What Happens

      Congress needs to vote on the bill.  After the appropriations committees complete work, the bill is ready for floor action.  There may be debate on the floor and there may be amendments.  In most cases, there is little that affects directly a specific agency and even less that affects an operating component - most issues have been debated in committee and decisions have been made prior to floor action.  Dramatic confrontations on the floor in relation to appropriations are rare.  (But see how the floor debate can be used to PRESSURE an agency.)

Why

    Appropriations are legislation.  They are processed by Congress as any legislation.  But appropriations are usually for a year, and need to be processed and voted on every year.

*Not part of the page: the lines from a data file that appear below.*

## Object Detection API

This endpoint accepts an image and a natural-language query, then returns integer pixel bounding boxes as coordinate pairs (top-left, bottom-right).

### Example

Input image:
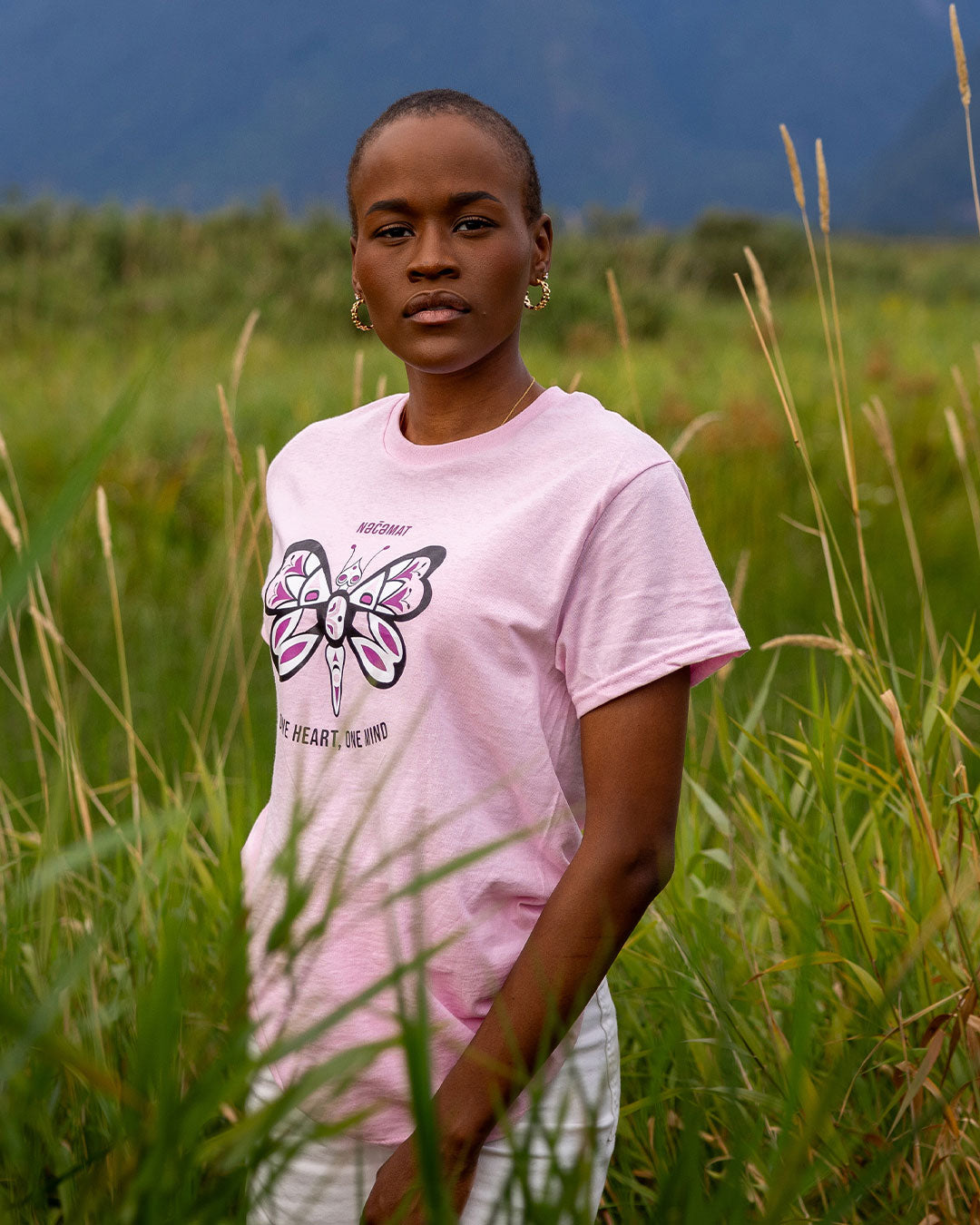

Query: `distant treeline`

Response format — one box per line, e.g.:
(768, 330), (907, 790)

(0, 197), (980, 346)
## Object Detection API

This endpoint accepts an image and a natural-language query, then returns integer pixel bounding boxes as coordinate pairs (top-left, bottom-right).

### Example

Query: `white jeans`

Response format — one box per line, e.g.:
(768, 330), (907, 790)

(248, 979), (620, 1225)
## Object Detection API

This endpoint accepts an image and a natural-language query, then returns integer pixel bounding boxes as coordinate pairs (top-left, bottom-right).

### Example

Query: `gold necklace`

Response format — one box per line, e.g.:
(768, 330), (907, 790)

(398, 376), (535, 446)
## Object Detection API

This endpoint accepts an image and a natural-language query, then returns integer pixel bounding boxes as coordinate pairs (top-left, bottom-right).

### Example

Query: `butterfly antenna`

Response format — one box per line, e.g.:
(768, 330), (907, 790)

(361, 544), (391, 573)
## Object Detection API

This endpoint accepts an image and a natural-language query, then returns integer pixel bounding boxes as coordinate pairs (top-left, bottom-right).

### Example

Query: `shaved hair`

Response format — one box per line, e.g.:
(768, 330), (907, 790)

(347, 90), (542, 235)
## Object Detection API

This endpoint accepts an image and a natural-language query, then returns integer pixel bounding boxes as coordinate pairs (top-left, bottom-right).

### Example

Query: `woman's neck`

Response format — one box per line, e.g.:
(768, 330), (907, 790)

(402, 354), (540, 446)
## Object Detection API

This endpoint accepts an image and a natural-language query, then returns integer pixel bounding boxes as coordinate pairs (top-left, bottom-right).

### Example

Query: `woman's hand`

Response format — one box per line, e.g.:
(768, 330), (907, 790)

(360, 1134), (480, 1225)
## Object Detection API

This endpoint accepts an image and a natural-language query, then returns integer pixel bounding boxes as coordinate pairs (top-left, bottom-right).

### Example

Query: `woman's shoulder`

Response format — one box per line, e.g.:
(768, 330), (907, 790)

(544, 391), (674, 479)
(269, 395), (399, 474)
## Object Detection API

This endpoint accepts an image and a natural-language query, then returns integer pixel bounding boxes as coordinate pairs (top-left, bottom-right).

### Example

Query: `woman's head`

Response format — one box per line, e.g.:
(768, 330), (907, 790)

(347, 90), (542, 234)
(348, 90), (552, 374)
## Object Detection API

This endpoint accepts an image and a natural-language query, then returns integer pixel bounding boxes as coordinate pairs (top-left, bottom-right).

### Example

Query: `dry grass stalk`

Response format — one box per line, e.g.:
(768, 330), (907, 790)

(742, 246), (797, 428)
(813, 137), (875, 644)
(949, 367), (980, 465)
(731, 549), (750, 613)
(944, 405), (980, 550)
(817, 136), (830, 234)
(881, 690), (945, 877)
(735, 272), (847, 637)
(0, 426), (29, 551)
(760, 633), (867, 659)
(218, 384), (245, 480)
(95, 485), (113, 561)
(95, 485), (143, 858)
(742, 246), (776, 336)
(670, 412), (721, 459)
(949, 4), (980, 229)
(949, 4), (970, 106)
(4, 609), (47, 812)
(605, 269), (643, 429)
(861, 396), (939, 665)
(230, 309), (259, 405)
(350, 349), (364, 408)
(255, 442), (269, 518)
(0, 494), (24, 555)
(779, 123), (806, 213)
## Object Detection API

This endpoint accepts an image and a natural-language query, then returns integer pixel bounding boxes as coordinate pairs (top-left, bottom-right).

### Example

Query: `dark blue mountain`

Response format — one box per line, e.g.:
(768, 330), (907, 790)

(0, 0), (980, 225)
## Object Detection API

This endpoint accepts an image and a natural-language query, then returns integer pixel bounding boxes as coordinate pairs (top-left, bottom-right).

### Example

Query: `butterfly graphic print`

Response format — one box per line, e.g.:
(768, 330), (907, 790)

(262, 540), (446, 715)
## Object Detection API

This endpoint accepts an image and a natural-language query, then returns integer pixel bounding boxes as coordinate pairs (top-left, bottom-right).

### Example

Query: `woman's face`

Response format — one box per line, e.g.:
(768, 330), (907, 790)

(350, 114), (552, 374)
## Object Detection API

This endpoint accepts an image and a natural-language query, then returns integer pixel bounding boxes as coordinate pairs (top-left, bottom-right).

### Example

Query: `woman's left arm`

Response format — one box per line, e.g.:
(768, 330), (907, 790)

(363, 668), (691, 1222)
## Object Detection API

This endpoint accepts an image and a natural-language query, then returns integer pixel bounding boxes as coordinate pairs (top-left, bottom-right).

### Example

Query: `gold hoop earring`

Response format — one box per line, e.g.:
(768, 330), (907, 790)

(524, 272), (552, 310)
(350, 294), (375, 332)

Agency and Operating Component Actions

     Very little related to the vote.  There may be activity related to controversial issues that may require Executive Branch lobbying or providing information to supportive members to assure that the administration view is reflected in the floor debate.

Timing

   When Congress is ready to act.  Voting tends to bunch up towards the end of the summer since the new fiscal year begins on October 1 and there is some institutional pressure to pass appropriations bills.

Documents and Links

       The record of votes published in the Congressional Record, as well as the debate that is recorded there.  Status of final actions can be found at House Committee on Appropriations and Senate Committee on Appropriations sites.   There are also other sites that track the status of legislation, such as the Library of Congress' summary status reports available by accessing full status information in Thomas.